Stride frequency and stride length were analyzed as a function of commanded speed to understand how the learned gait adapts. On smooth terrain, the robot primarily increases stride length to walk faster, while stride frequency remains relatively stable. On rough terrain, both metrics show more variability as the policy adapts to uneven footing.
The foot swing peak height reveals how the policy handles ground clearance at different speeds and terrain conditions. At low speed (0.5 m/s), the gait is compact with consistent clearance. At higher speed (1.5 m/s), swing height increases to maintain clearance, with more variability on rough terrain as the policy reacts to surface irregularities.

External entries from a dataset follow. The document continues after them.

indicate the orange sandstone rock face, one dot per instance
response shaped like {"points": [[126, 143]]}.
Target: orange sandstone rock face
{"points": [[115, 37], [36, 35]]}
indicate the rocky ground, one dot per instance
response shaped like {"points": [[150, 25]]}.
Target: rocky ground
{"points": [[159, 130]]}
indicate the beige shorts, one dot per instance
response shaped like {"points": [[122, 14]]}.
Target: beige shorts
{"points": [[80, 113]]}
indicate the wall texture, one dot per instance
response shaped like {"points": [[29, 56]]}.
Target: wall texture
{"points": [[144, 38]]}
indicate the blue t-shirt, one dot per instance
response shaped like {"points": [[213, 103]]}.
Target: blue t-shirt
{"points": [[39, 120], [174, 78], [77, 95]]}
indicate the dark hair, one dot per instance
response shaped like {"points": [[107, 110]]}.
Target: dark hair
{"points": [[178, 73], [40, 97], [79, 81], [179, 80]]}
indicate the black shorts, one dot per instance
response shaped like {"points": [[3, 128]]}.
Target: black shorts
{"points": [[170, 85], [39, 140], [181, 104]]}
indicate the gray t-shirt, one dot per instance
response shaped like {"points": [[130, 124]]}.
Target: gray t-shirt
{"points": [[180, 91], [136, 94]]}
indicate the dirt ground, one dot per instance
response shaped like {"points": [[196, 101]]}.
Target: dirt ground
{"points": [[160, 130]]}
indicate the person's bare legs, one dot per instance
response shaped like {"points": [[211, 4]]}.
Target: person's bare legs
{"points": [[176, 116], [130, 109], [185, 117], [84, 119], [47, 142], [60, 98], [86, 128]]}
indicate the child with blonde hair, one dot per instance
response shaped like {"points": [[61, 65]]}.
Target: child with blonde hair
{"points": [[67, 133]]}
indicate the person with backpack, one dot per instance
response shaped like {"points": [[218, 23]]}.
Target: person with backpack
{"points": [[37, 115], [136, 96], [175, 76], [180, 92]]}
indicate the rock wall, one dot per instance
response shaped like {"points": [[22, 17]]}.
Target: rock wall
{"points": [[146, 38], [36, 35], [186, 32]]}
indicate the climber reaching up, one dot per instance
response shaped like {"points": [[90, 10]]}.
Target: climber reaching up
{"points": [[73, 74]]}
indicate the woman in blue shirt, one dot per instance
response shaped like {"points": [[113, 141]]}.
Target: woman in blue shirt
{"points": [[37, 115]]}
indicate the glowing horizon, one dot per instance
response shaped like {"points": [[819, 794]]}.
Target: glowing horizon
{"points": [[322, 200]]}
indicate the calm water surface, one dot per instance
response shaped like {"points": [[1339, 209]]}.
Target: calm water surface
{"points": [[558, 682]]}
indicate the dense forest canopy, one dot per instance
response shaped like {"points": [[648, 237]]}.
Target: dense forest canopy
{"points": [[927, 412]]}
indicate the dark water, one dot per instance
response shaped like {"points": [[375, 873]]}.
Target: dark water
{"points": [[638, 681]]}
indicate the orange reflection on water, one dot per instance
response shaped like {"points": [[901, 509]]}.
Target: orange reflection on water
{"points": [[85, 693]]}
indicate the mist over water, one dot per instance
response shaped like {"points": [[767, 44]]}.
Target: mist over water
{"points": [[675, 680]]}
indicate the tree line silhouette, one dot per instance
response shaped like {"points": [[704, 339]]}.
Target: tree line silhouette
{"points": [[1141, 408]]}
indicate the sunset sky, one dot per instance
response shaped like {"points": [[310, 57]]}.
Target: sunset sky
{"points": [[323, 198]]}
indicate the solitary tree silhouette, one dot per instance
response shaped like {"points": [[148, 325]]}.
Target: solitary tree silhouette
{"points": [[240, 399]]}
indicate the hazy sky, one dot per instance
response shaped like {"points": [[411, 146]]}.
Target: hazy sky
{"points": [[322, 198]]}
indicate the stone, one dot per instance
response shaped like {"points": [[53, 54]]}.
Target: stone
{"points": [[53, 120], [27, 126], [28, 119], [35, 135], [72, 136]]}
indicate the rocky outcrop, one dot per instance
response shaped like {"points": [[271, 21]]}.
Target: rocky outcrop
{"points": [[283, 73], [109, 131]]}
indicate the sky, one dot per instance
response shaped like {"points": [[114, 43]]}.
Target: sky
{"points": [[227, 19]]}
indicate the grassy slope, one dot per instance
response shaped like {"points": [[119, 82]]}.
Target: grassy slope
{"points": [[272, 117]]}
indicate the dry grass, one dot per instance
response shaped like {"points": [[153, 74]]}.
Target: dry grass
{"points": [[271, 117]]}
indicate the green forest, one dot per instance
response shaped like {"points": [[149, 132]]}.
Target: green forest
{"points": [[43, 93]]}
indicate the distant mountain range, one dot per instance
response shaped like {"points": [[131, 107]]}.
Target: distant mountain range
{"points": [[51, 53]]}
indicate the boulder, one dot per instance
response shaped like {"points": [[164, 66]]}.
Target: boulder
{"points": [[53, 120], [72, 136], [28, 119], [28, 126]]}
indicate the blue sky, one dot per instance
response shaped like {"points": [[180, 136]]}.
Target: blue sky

This project deepened my understanding of reinforcement learning for physical systems in several concrete ways. Reward engineering is where the real work happens, the multi-objective reward function required careful balancing of competing objectives (track speed vs. minimize energy vs. maintain stability). Small changes in reward weights produced dramatically different gaits.
The smooth-to-rough terrain transfer also highlighted the challenges of policy generalization: a policy that works perfectly on flat ground develops habits (like minimal foot clearance) that fail on uneven terrain. Retraining with terrain randomization produced more robust but slightly less efficient gaits, a classic robustness-performance tradeoff that mirrors what I've seen in classical control design.